New ECOH interview: Jan van Dijk
Jan van Dijk has long been a leading figure in European criminology. Currently affiliated to both the Tilburg University and the Netherlands Institute for the Study of Crime and Law Enforcement (NCSR), he previously held senior positions both inside (Leiden University) and outside academia (Dutch Ministry of Justice; United Nations Office on Drugs and Crime; Group of Experts on Action against Trafficking in Human Beings, Council of Europe). His pivotal contributions in various subfields, such as victimology, victimisation and safety surveys, and crime statistics have been widely acknowledged. In fact, Jan van Dijk is the recipient of the ESC European Criminology Award, the Stockholm Prize in Criminology, and the Sellin-Glueck Award of the American Society of Criminology.

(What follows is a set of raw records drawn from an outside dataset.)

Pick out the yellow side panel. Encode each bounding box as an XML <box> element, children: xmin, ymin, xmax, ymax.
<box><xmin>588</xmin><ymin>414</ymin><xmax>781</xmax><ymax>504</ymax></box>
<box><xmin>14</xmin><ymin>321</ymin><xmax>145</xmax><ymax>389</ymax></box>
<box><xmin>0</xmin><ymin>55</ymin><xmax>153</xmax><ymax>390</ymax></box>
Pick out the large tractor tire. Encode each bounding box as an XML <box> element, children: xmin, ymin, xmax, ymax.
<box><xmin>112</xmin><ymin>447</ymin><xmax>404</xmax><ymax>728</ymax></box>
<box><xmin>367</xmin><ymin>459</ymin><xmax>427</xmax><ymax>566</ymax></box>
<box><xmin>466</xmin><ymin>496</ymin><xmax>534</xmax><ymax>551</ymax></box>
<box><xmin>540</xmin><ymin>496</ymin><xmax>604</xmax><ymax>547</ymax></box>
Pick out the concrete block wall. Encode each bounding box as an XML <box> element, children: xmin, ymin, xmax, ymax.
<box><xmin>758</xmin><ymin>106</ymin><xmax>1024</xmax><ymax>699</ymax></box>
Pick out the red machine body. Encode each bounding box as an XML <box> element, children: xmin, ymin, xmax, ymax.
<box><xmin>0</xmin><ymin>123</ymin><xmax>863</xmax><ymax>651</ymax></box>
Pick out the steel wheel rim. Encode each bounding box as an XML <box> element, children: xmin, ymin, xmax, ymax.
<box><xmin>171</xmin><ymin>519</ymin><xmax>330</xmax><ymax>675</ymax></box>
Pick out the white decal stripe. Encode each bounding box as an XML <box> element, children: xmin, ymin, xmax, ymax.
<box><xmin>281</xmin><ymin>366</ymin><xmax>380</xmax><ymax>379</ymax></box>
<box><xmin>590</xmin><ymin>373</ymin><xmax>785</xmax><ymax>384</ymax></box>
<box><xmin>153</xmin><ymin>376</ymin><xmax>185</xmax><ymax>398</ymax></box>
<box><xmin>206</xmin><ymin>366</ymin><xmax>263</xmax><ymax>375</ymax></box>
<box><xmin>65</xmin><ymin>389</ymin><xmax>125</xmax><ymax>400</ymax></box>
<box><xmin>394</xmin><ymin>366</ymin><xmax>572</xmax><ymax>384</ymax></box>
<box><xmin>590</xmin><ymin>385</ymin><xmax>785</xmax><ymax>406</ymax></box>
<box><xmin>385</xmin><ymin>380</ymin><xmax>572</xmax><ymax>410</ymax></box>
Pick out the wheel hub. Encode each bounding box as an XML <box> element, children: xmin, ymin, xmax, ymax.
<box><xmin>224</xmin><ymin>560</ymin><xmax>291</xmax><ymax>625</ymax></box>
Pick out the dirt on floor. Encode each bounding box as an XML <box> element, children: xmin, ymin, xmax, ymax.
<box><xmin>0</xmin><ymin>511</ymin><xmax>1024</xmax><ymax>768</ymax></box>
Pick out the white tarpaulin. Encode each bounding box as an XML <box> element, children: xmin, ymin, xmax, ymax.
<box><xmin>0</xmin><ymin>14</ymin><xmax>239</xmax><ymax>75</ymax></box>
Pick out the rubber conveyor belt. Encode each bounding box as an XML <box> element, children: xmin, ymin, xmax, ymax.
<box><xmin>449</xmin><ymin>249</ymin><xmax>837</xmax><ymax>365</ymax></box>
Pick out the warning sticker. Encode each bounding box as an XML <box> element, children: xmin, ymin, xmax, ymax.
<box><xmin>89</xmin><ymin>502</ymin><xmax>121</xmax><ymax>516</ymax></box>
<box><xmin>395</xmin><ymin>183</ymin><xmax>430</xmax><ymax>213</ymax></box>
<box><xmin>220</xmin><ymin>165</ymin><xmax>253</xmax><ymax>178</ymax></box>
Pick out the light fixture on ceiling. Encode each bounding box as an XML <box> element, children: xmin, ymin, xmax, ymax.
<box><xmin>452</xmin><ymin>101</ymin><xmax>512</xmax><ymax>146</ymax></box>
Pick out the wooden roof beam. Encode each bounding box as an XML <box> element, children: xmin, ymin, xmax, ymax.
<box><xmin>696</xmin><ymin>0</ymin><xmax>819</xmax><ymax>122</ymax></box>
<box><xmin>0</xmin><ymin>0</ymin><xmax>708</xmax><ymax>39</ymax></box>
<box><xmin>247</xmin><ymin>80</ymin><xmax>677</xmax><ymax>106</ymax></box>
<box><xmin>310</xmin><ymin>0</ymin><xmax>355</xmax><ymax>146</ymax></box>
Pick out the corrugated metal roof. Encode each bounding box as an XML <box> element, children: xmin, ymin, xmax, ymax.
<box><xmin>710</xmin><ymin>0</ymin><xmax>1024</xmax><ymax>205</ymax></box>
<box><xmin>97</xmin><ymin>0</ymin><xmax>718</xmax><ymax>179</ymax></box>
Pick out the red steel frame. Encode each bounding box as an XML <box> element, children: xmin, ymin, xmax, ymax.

In this ECOH interview conducted by NCSR’s Catrien Bijleveld, van Dijk revisits his decades-long career, reflecting on how criminology looked like in the Netherlands back in the 1970s and 1980s, when criminology degrees and criminology departments had been created only in a handful of European countries. In his conversation with Bijleveld, the Dutch criminologist examines the gradual emergence of victimology as a distinct area within crime and justice studies across Europe. He also comments on the development of victimisation surveys in many jurisdictions since the last decades of the twentieth century, and specifically on the International Crime Victims Survey, in whose creation and consolidation van Dijk played a vital role. Relying on those ways of measuring crime, he challenges the thesis of the crime drop, thereby nuancing conventional knowledge on recent crime changes. In addition, drawing on this long and successful career, Jan van Dijk offers insightful reflections on the current challenges of European criminology.